Question

The largest interval for which $x^{12}-x^9+x^4-x+1>0$ is

• A. $-4<x<0$
• B. $0<x<1$
• C. $-100<x<100$
• D. $-\infty <x<\infty$

Answer 1

The correct option is D

$-\infty <x<\infty$

Explanation for correct option

Step 1: When $x\le 0$

Given: $x^{12}-x^9+x^4-x+1$

Let us take the case $x\le 0$

• $x^{12},x^4$will be positive as they have an even power.
• $-x^9,-x$ will be also positive as both will be negative as they are multiplied by a negative symbol.
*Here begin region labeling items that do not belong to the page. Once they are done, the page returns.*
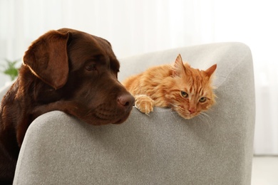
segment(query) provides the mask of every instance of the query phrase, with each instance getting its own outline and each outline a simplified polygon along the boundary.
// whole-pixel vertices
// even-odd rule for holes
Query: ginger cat
[[[212,86],[215,64],[206,70],[183,63],[178,55],[174,65],[162,65],[131,76],[123,85],[135,97],[135,106],[148,114],[153,107],[170,107],[185,119],[198,115],[215,103]]]

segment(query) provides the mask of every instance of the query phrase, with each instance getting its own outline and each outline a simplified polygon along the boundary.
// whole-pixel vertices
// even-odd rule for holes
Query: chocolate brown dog
[[[39,115],[61,110],[91,125],[124,122],[134,98],[118,80],[119,68],[103,38],[62,28],[36,40],[1,104],[0,184],[12,183],[25,133]]]

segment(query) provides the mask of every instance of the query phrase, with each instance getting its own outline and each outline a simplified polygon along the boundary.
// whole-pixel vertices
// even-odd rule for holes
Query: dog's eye
[[[96,70],[96,63],[92,63],[92,64],[90,64],[90,65],[87,65],[86,66],[86,68],[87,70]]]

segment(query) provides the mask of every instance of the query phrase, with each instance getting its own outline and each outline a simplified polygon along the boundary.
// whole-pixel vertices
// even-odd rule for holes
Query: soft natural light
[[[277,154],[277,8],[274,0],[1,0],[0,64],[21,58],[31,41],[62,27],[108,39],[118,58],[214,42],[244,43],[255,74],[254,152]],[[9,81],[0,78],[1,87]]]

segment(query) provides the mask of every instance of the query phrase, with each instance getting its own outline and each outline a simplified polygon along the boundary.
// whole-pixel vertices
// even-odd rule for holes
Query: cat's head
[[[209,109],[215,102],[212,86],[215,64],[206,70],[200,70],[183,63],[180,55],[173,67],[170,107],[180,116],[190,119]]]

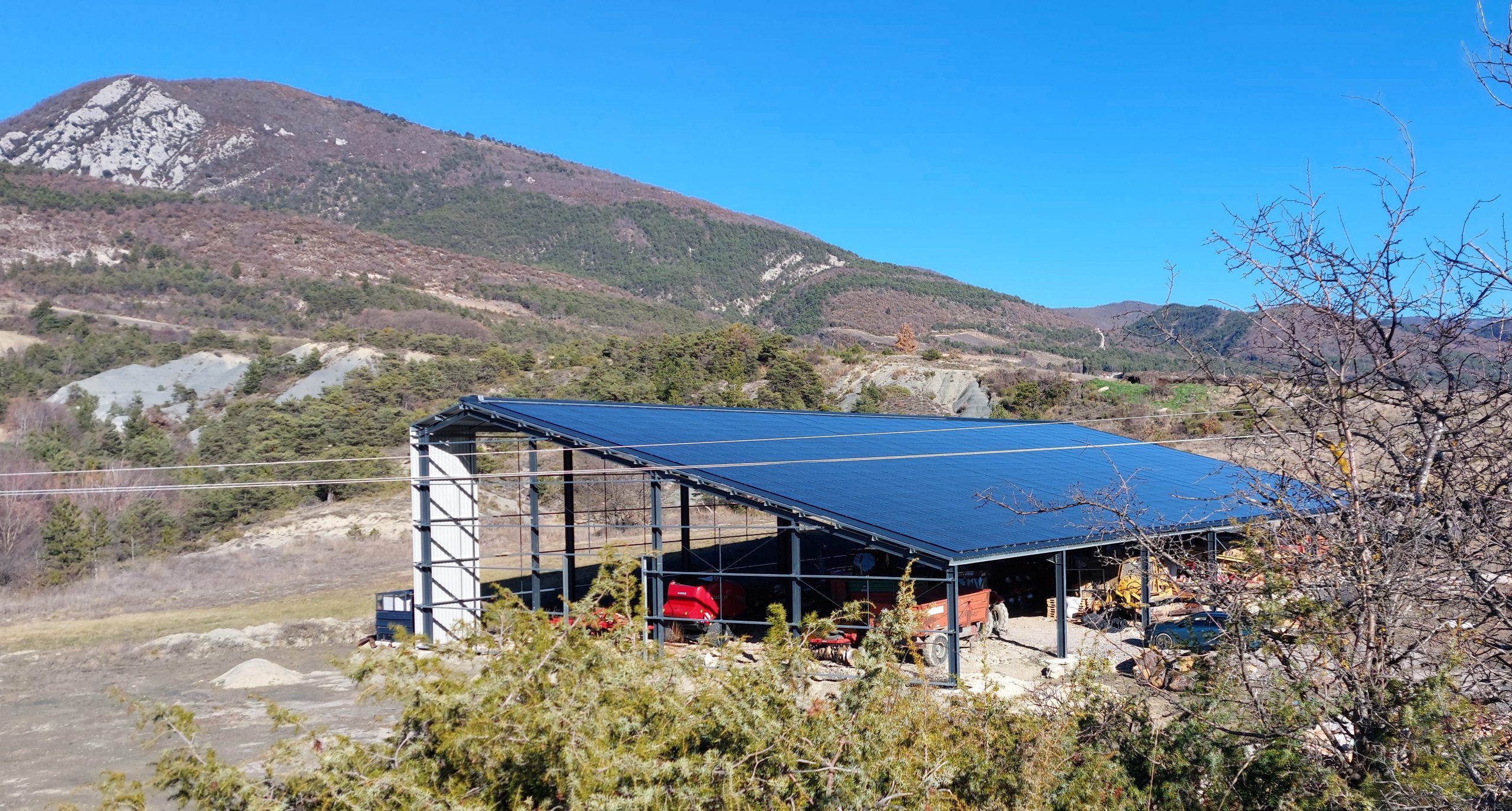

$\therefore x^{12}-x^9+x^4-x+1$ will be positive for $x\le 0$.

Step 2: When $0<x<1$

Let us take the case $0<x<1$

• $1-x$ will be positive as $1>x\Rightarrow 1-x>0$.
• Similarly, $x^4-x^9$will be positive as $x^4>x^9$ for the all numbers between $0$ and $1$.

$\therefore x^{12}-x^9+x^4-x+1$will be positive for $0<x<1$.

Step 3: When $x\ge 1$

Let us take the case $x\ge 1$

• $x^{12}-x^9$ will be positive as $x^{12}>x^9\Rightarrow x^{12}-x^9>0$.
• Similarly, $x^4-x$will be positive as $x^4>x\Rightarrow x^4-x>0$.

$\therefore x^{12}-x^9+x^4-x+1$will be positive for $x\ge 1$.

Therefore, $x^{12}-x^9+x^4-x+1$ will be greater than $0$ for all $x$ i.e.$-\infty <x<\infty$.

Hence, the correct option is option (D)